Гарвард сделал, как сказал. Он выстроил театры, цирк, концертные залы, клуб, где танцевали и разговаривали. Его дом сделался чем-то вроде огромного ресторана, где первый встречный мог обедать и завтракать. В его парке, в хорошую погоду, гуляли, играли в разные игры, слушали музыку или плясали. Его доктора лечили даром, его бани и купальни были всегда переполнены публикой. В его магазинах давали даром платье и белье.
Вначале одни находили щедрость Гарварда нелепой, другие, напротив — великолепной. Одни называли его сумасшедшим. Другие писали ему в газетах восторженные похвалы, называли его другом человечества, первым богачом, который показал пример того, как надо распорядиться своими богатствами. Другие газеты отвечали на это, что Гарвард плодит паразитов, разрушает общественные устои, и требовали, чтобы над ним назначена была опека. Эти журналисты предвидели, что в скором времени весь Флагстаф превратится в притон разврата и пьянства, и заранее призывали громы и молнии на голову развратителя человечества.
Никакие из этих ужасов однако не сбылись. Напротив жители Флагстафа с каждым днем становились все добродушнее. В концертных залах, в клубах, на лужайке в парке люди знакомились между собою, дружились и перед знакомыми стыдились делать то, что перед незнакомыми делали без всякого стеснения.

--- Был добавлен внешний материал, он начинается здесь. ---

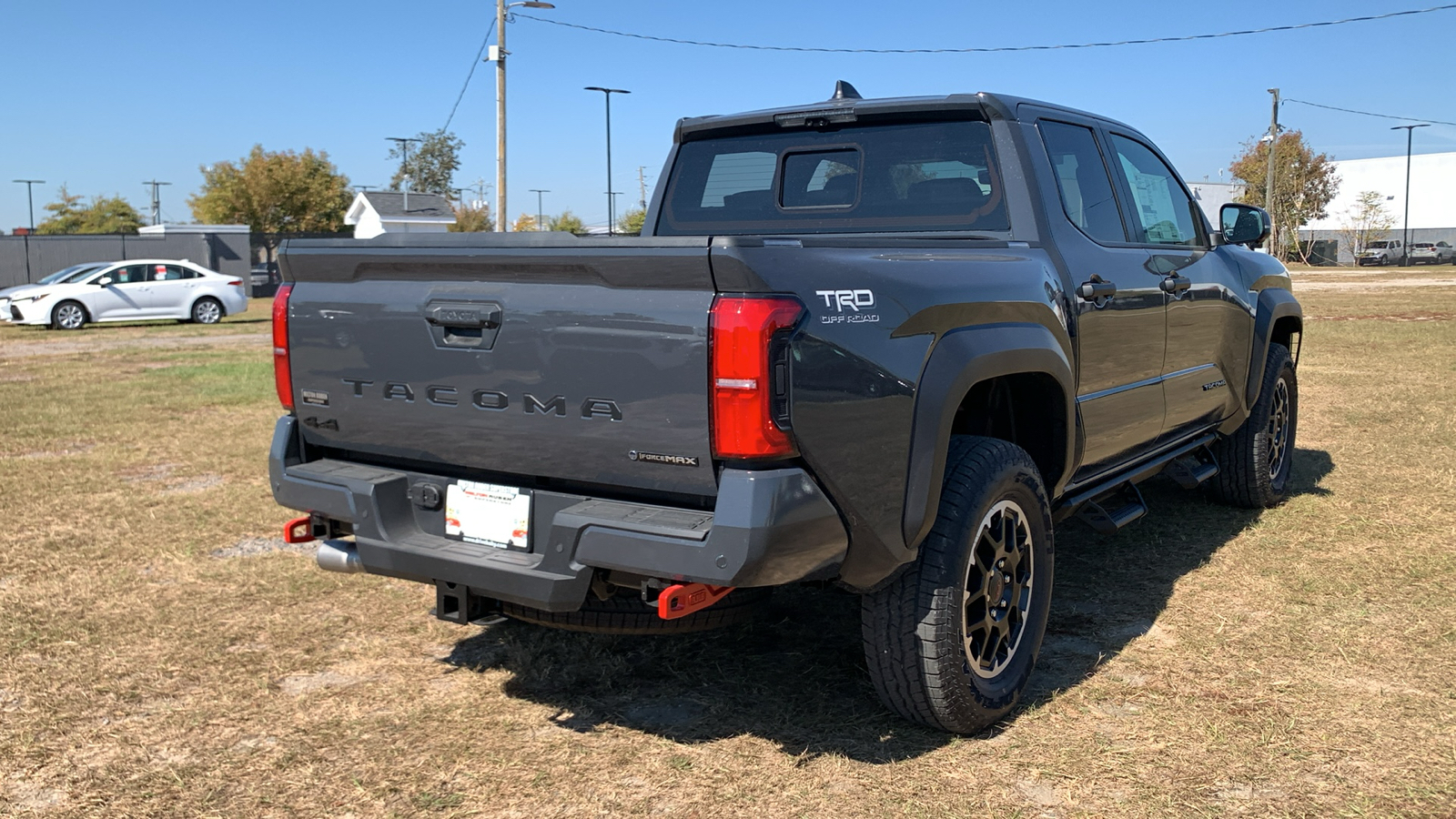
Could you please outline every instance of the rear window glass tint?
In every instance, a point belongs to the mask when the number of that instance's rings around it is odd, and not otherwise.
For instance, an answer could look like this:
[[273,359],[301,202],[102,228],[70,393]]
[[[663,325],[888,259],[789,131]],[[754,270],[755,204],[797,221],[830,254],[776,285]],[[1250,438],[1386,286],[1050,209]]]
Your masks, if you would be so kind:
[[1009,229],[990,127],[954,121],[686,143],[657,233]]

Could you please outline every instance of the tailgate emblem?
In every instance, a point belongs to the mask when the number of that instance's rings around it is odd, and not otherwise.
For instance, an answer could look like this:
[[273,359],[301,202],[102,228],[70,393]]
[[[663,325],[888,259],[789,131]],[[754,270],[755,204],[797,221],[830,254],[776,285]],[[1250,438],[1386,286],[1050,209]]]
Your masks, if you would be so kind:
[[628,453],[632,461],[646,461],[648,463],[671,463],[673,466],[697,466],[697,458],[690,455],[658,455],[655,452],[638,452],[632,450]]

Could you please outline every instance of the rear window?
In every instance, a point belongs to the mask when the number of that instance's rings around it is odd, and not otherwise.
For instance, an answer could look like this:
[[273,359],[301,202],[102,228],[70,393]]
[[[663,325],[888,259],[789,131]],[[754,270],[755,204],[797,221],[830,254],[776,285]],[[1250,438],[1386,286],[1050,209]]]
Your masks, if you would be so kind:
[[686,143],[657,233],[1009,229],[990,127],[955,121]]

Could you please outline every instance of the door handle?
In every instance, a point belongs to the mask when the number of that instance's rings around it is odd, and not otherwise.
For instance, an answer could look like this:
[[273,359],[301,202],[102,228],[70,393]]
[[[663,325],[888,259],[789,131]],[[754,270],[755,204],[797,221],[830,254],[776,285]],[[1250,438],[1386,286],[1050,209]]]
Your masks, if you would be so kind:
[[1172,293],[1176,296],[1178,293],[1182,293],[1184,290],[1192,287],[1192,280],[1185,278],[1182,275],[1169,275],[1168,278],[1159,281],[1158,287],[1163,293]]
[[1083,281],[1077,286],[1077,296],[1086,299],[1088,302],[1104,302],[1115,294],[1117,284],[1102,281],[1102,278],[1096,275],[1092,277],[1092,281]]

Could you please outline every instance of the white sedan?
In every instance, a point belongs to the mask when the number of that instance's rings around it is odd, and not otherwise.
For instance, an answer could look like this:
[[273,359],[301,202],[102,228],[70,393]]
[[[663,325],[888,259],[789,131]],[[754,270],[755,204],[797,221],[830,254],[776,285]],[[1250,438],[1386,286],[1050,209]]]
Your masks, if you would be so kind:
[[243,280],[186,259],[128,259],[90,275],[15,293],[10,324],[79,329],[86,322],[185,319],[217,324],[248,309]]

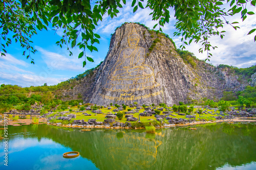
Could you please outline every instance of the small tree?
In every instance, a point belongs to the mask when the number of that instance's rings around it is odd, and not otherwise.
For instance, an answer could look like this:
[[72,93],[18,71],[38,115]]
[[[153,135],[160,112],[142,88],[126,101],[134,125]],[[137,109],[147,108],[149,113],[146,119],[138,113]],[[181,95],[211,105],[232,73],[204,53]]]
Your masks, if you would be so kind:
[[158,110],[158,109],[156,109],[156,110],[155,110],[155,112],[156,112],[156,114],[160,114],[160,113],[161,113],[161,110]]
[[189,107],[189,108],[188,108],[188,112],[189,112],[189,113],[190,113],[190,114],[191,114],[191,112],[193,111],[193,110],[194,110],[194,106],[191,106],[190,107]]
[[118,112],[116,114],[116,116],[117,116],[117,118],[118,118],[118,119],[121,120],[122,119],[122,118],[123,118],[123,113],[121,113],[120,112]]
[[182,102],[179,102],[179,105],[180,105],[180,106],[184,105],[184,103]]
[[84,106],[82,106],[80,108],[80,111],[84,111],[85,110]]
[[203,110],[200,109],[200,110],[198,110],[198,111],[199,112],[199,117],[201,117],[201,116],[200,116],[201,114],[202,113],[203,113]]
[[177,112],[178,111],[178,107],[176,105],[174,105],[173,106],[173,109],[174,112]]

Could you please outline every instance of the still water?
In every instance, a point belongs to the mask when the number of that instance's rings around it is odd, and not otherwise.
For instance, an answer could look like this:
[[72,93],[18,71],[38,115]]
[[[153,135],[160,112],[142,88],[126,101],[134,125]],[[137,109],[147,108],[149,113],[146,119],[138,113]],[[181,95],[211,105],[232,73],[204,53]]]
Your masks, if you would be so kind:
[[[209,124],[144,130],[30,125],[8,128],[8,166],[1,169],[256,169],[256,124]],[[70,151],[80,156],[62,157]]]

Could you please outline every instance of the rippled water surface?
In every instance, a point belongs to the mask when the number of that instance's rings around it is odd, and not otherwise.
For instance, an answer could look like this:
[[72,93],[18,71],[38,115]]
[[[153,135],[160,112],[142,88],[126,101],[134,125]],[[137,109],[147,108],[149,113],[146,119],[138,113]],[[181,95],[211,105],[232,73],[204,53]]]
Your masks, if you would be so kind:
[[[9,126],[1,169],[256,169],[256,124],[209,124],[144,130]],[[80,156],[62,157],[70,151]]]

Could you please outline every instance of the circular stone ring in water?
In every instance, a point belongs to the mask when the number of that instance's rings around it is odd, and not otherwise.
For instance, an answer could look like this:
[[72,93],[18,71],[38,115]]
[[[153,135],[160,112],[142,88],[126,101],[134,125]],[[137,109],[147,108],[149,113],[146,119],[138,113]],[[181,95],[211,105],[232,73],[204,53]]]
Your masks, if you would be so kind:
[[[74,155],[68,155],[69,154],[76,154]],[[68,152],[63,154],[63,157],[65,158],[73,158],[79,156],[79,153],[76,151]]]

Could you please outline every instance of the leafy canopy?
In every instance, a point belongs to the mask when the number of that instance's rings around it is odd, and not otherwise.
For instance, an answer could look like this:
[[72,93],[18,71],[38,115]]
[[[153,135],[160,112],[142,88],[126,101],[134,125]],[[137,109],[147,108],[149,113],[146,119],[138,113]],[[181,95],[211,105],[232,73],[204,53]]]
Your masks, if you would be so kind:
[[[158,32],[162,32],[161,27],[170,21],[170,11],[174,10],[177,20],[175,25],[177,31],[175,36],[182,36],[183,43],[180,47],[185,48],[185,45],[194,40],[200,42],[202,47],[199,52],[207,51],[208,60],[212,56],[208,52],[217,47],[211,45],[208,39],[212,36],[220,36],[223,38],[225,31],[219,31],[224,24],[228,24],[237,30],[238,22],[229,23],[226,20],[228,16],[240,13],[243,21],[248,15],[254,15],[248,11],[248,6],[255,7],[256,0],[227,0],[229,9],[224,9],[224,0],[187,0],[155,1],[148,0],[143,6],[143,0],[133,0],[132,6],[135,12],[139,7],[149,8],[152,10],[151,15],[154,20],[158,21]],[[31,53],[36,50],[31,46],[31,37],[37,34],[37,30],[47,30],[47,28],[63,30],[62,38],[56,42],[61,47],[66,46],[72,55],[70,48],[77,46],[82,50],[78,58],[84,57],[83,66],[86,61],[94,62],[87,56],[86,49],[98,51],[94,46],[99,43],[100,36],[94,33],[103,16],[108,14],[113,18],[117,16],[118,9],[126,4],[126,1],[100,0],[93,3],[90,0],[4,0],[0,2],[0,53],[5,56],[6,47],[12,40],[18,42],[25,50],[23,55],[30,58],[34,63]],[[254,32],[250,31],[248,34]],[[10,34],[12,33],[12,34]],[[12,34],[12,36],[10,36]],[[79,37],[81,37],[80,38]],[[256,36],[254,38],[256,41]],[[70,45],[71,46],[69,46]]]

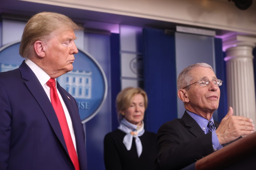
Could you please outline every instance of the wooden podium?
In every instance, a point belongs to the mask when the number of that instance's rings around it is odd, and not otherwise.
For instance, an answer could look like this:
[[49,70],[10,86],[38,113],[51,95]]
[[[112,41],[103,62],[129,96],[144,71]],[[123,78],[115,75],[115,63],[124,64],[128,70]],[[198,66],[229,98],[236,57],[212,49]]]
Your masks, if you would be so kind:
[[196,162],[196,170],[256,169],[256,132]]

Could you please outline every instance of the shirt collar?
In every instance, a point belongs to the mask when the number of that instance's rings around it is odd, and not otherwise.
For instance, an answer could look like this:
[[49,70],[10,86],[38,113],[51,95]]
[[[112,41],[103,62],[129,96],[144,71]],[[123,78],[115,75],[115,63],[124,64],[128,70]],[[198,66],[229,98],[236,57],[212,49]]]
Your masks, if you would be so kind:
[[45,85],[51,78],[45,71],[30,59],[26,59],[25,63],[36,75],[42,86]]
[[[201,128],[202,129],[204,132],[205,133],[206,132],[206,129],[207,128],[207,125],[208,124],[208,121],[204,117],[203,117],[201,116],[198,115],[195,113],[189,112],[187,110],[187,112],[188,115],[192,117],[192,118],[194,119],[196,122]],[[212,116],[210,119],[210,120],[212,122],[213,124],[214,124],[214,122],[213,121],[213,118]]]

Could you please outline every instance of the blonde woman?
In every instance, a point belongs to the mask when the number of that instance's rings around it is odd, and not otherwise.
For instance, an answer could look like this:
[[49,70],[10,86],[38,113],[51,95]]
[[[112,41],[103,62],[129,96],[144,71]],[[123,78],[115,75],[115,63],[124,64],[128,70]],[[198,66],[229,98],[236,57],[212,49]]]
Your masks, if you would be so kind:
[[146,93],[139,88],[127,87],[118,94],[116,104],[120,124],[105,136],[106,169],[155,169],[156,135],[145,130],[143,122],[148,106]]

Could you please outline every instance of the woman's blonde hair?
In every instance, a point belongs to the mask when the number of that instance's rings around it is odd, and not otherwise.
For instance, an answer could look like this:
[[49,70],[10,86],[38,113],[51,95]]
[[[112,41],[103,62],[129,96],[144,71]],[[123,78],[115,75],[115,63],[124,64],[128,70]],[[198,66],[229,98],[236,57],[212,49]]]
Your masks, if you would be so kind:
[[68,17],[55,12],[43,12],[30,18],[25,26],[20,46],[20,54],[23,58],[29,58],[34,43],[61,27],[70,27],[73,31],[82,30]]
[[117,119],[119,122],[124,117],[122,112],[130,107],[133,97],[139,94],[142,95],[144,98],[144,105],[146,110],[148,107],[148,96],[145,91],[141,88],[129,87],[124,89],[118,94],[116,97],[116,105]]

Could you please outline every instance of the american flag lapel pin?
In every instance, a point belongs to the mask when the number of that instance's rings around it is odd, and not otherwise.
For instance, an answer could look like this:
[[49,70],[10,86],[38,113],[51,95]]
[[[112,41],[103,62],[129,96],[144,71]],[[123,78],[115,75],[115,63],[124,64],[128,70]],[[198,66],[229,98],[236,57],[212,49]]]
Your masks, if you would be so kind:
[[69,97],[68,96],[68,95],[66,95],[66,96],[67,96],[67,98],[68,98],[68,99],[69,99],[69,100],[70,100],[70,98],[69,98]]

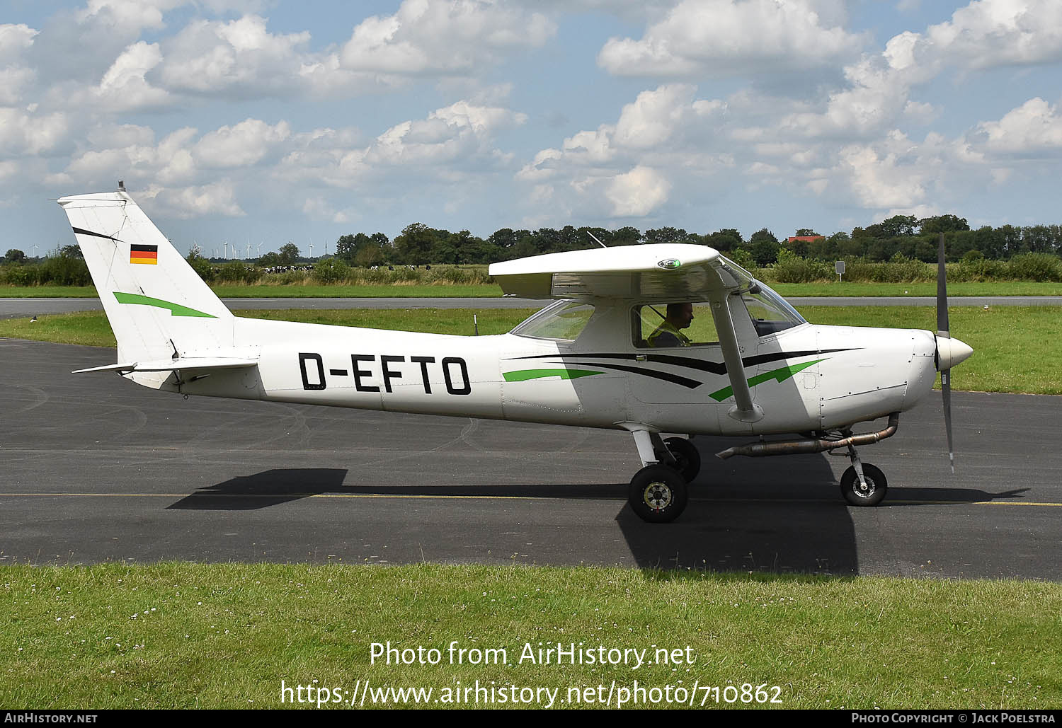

Вначале граждане с положением считали предосудительным пользоваться гостеприимством Гарварда. A потому в его учреждения ходили только бедняки и эмигранты-ирландцы, итальянцы, негры, славяне. Но репортеры описывали эти собрания в таких радужных красках, что мало-по-малу в них стали отваживаться появляться и состоятельные люди, прежде одни, a потом с женами и дочерьми. И кто приходил один раз — возвращался. Гарвард облегчил эти посещения тем, что желающие могли платить деньги или, как он выражался, могли принимать участие в тратах на общественные удовольствия. Кто хотел, мог также посылать съестные припасы для общей кухни. Умевшие играть или петь, могли выступать в концертах, другие могли декламировать стихи, читать проповеди или научные лекции. Общественные слои таким образом смешивались и сближались, и то, что вначале называлось "нелепым предприятием Гарварда", принимало теперь характер предприятия всех граждан Флагстафа. Все и каждый охраняли порядок и благопристойность, a также веселое настроение собраний. Городской совет, в свою очередь, ввиду "полезной цели и успешных результатов гарвардовских учреждений", постановил, что муниципалитет должен взять их под свое покровительство, поддержать их нравственно и материально, и позаботиться, чтобы со смертью Гарварда они не прекратили своего существования. Гарварда теперь не называли иначе, как "великим гражданином" или "добрым мистером Джемми".
Гарвард был добр, конечно. Он никогда не отказывался доставить удовольствие ближнему. Но в то же время ко всем людям, начиная с его собственной жены, он относился со странным, покровительственным видом, как будто все они были малые дети, или капризные больные. Когда же он слышал похвалы себе, и суждения о том, что "система м-ра Гарварда" есть начало осуществления братства между людьми, что, расширенная и усовершенствованная, она со временем даст человечеству полное счастье, Гарвард или пожимал плечами или улыбался с таким саркастическим видом, что энтузиастам становилось неловко. Кроме того, в его доброте была одна черта, которой никто понять не мог и которая не вязалась с тем, что он делал. Гарвард радовался смерти.
Когда он узнавал, что кто-нибудь из его сограждан опасно болен и уже не встанет, глаза его начинали сверкать, a губы улыбаться, как будто ему сообщили самое приятное известие. Таких больных он всегда навещал по несколько раз на день, и когда им становилось очень скверно, он нашептывал им что-то в течение нескольких минут. И тогда с ними совершалось что-то необычайное. Одни, сквозь муки агонии, начинали улыбаться, точно им сообщили что-то чрезвычайно смешное. Другие окаменевали от ужаса, широко раскрывали глаза и рот, и в таком виде умирали. A Гарвард потирал руки, подмигивал окружающим, как будто совершил очень доброе дело.
Поэтому у всех, к уважению, которое питали к нему, присоединялся непобедимый страх, который у некоторых переходил в настоящую ненависть.
Так как сам Гарвард решительно отказывался давать объяснения о причине такого своего странного поведения, то за ними обращались к его жене.
Но Анни сама ничего не знала. Она в этих случаях отвечала:
— Я хотела бы поскорее очутиться при смерти, чтобы узнать тайну бедного Джеймса. Эта тайна не дает мне покоя.